Randomly draw k elements $\mathcal {X}_1,\ldots ,\mathcal {X}_k {\mathop {\sim }\limits ^{iid}} \tilde{F}_n$, sort them in ascending order $\mathcal {X}_{(1)},\ldots ,\mathcal {X}_{(k)}$, and retain $X_{[r]1}^*=\mathcal {X}_{(r)}$.
3.
Perform step 2 for $r=1,\ldots ,k$.
4.
Repeat steps 2 and 3 m times to obtain {$X_{[r]i}^*$}.
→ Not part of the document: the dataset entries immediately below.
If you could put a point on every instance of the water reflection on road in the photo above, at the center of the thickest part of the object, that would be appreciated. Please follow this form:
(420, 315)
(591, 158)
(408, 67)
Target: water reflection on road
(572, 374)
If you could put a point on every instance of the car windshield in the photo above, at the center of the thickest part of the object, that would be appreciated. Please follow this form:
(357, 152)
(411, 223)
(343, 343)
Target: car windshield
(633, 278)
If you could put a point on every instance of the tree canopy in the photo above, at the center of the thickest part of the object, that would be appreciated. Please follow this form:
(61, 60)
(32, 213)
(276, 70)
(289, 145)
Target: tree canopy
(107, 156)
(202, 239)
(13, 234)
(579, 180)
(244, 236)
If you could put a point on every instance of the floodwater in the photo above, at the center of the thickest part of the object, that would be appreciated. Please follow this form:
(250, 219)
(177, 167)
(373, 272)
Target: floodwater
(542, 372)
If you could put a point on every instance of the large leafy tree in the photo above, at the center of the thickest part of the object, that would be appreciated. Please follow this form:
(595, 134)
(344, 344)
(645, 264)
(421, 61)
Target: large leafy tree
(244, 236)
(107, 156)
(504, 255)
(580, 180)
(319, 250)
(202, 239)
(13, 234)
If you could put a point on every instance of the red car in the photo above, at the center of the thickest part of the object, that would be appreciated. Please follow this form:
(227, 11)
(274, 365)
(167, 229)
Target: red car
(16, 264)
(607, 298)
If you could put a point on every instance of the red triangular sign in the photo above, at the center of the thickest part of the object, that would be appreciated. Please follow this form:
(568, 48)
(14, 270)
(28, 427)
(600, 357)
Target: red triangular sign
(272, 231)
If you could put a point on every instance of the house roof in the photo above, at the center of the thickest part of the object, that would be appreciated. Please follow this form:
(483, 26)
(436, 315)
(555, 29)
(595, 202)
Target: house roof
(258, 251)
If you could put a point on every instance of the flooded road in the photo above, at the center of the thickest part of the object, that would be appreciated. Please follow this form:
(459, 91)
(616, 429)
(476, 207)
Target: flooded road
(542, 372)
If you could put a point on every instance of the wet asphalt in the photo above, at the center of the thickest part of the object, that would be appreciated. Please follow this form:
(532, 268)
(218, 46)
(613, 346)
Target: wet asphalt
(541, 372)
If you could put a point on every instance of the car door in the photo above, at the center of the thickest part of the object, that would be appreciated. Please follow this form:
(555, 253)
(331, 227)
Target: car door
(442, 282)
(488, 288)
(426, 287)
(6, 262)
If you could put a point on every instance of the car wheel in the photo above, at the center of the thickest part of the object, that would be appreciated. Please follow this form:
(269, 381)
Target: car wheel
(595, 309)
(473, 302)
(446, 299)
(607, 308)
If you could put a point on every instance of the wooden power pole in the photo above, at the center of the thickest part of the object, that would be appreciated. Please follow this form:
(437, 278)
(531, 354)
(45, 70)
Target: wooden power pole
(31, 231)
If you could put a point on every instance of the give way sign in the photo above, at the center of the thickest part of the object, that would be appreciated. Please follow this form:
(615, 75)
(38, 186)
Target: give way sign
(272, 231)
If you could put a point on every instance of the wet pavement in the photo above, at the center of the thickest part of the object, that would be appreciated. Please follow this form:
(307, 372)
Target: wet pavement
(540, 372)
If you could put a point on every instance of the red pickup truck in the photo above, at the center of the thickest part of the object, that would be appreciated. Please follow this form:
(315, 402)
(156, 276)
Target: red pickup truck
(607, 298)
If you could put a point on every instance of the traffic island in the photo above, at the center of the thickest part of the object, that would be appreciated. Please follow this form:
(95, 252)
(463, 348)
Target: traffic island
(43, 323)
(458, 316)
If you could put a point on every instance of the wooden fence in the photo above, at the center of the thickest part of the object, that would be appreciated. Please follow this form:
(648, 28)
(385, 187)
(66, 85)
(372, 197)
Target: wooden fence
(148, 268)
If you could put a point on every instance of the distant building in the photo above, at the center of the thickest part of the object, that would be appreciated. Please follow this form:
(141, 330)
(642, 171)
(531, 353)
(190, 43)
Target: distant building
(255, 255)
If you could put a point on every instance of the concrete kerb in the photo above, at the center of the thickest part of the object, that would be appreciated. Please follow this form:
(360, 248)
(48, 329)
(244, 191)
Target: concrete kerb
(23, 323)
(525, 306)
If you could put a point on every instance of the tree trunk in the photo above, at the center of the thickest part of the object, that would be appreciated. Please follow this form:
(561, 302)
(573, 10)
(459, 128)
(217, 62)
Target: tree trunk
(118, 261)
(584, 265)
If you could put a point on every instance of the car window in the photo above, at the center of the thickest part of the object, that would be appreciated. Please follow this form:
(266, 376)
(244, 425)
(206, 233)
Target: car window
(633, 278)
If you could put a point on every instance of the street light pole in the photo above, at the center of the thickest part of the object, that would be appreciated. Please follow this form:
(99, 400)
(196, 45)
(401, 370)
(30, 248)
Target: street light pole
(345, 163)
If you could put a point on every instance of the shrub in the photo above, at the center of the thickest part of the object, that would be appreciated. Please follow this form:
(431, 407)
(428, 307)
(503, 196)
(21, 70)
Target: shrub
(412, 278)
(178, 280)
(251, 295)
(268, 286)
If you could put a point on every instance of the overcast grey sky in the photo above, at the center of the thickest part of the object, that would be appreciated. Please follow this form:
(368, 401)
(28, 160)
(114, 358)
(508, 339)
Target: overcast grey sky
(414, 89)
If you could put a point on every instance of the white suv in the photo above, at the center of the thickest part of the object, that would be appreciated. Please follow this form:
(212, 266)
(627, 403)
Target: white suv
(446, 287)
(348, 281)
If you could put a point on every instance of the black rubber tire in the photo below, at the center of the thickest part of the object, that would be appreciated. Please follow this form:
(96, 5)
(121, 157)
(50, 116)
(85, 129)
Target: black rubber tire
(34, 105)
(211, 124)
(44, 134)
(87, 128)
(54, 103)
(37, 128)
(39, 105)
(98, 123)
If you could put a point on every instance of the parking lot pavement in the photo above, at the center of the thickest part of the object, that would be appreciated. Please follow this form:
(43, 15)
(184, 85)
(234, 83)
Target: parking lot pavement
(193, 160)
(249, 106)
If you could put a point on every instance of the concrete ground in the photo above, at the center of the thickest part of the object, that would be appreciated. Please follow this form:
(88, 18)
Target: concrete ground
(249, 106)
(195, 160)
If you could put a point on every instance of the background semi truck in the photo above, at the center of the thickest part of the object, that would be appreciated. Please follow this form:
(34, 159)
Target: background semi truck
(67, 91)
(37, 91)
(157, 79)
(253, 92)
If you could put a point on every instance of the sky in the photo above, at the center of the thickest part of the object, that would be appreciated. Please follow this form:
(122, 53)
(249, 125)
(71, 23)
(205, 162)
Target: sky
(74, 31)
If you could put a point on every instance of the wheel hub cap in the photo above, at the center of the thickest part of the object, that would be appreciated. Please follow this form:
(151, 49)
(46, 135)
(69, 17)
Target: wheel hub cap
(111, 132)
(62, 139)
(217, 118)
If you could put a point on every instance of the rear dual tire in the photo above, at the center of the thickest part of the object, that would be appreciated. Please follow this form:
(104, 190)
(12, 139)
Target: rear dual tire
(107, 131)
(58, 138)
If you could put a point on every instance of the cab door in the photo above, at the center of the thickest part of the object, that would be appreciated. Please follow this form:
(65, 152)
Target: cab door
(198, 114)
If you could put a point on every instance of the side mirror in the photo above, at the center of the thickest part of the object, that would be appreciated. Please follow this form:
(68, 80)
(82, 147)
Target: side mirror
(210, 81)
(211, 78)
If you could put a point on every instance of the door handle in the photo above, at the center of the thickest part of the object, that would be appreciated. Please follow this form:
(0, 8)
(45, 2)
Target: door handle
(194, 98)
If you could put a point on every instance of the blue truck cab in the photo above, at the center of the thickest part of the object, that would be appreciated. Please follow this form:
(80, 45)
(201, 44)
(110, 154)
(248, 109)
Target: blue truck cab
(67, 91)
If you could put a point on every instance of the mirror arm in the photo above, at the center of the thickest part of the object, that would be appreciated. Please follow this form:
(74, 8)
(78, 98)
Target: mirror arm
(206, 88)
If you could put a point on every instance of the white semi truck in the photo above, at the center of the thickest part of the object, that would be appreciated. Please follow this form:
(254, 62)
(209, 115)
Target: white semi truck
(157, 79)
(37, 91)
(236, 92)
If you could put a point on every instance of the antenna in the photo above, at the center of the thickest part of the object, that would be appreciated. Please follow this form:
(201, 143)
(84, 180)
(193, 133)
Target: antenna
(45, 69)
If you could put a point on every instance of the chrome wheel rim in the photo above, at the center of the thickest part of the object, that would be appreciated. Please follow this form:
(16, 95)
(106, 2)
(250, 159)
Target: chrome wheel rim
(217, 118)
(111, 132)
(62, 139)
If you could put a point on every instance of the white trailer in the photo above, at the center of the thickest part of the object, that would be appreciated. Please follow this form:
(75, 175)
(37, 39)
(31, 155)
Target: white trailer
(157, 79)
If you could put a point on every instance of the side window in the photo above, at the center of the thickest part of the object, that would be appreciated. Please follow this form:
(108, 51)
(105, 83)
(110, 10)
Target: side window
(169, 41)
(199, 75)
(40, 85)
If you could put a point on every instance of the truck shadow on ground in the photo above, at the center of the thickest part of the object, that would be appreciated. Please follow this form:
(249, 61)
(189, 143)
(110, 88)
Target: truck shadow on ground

Suppose B bootstrap ranked set samples are generated, and $\tilde{\xi }_p^b$ is the value of the pth sample quantile based on data in the bth ($b=1,\ldots ,B$) replication. Then, bootstrap variance estimator is given by:

$$\begin{aligned} {\widehat{Var}}_{\mathrm{boot}}(\tilde{\xi }_p)=\frac{1}{B-1}\sum _{b=1}^B \left( \tilde{\xi }_p^b-\bar{\xi }^* \right) ^2, \end{aligned}$$

(4)

where $\bar{\xi }^*=\sum _{b=1}^B \tilde{\xi }_p^b/B$.

3 Interval Estimation

In this section, we develop different types of CIs for $\xi _p$. Ozturk and Deshpande (2006) proposed an exact quantile interval in RSS, but asymptotic and resampling methods are the center of interest here. Using pivotal quantity is a common method for constructing CI. In view of Proposition 1, the asymptotic distribution of

$$\begin{aligned} \frac{\tilde{\xi }_p-\xi _p}{\sqrt{\mathbb {VAR}(\tilde{\xi }_p)}} \end{aligned}$$

(5)

is approximately standard normal if $\mathbb {VAR}(\tilde{\xi }_p)$ is a suitable estimator for the variance of $\tilde{\xi }_p$ given in (2). The corresponding approximate ($1-\alpha $)-CI has the form of

$$\begin{aligned} \left( \tilde{\xi }_p- z_{\alpha /2} \sqrt{\mathbb {VAR}(\tilde{\xi }_p)}, \tilde{\xi }_p+ z_{\alpha /2} \sqrt{\mathbb {VAR}(\tilde{\xi }_p)} \right) , \end{aligned}$$

where $z_{\alpha /2}$ is the ($1-\alpha /2$) quantile of the standard normal distribution. Now, we may plug in any variance estimator introduced in the previous section into the above formula to arrive at a CI for $\xi _p$.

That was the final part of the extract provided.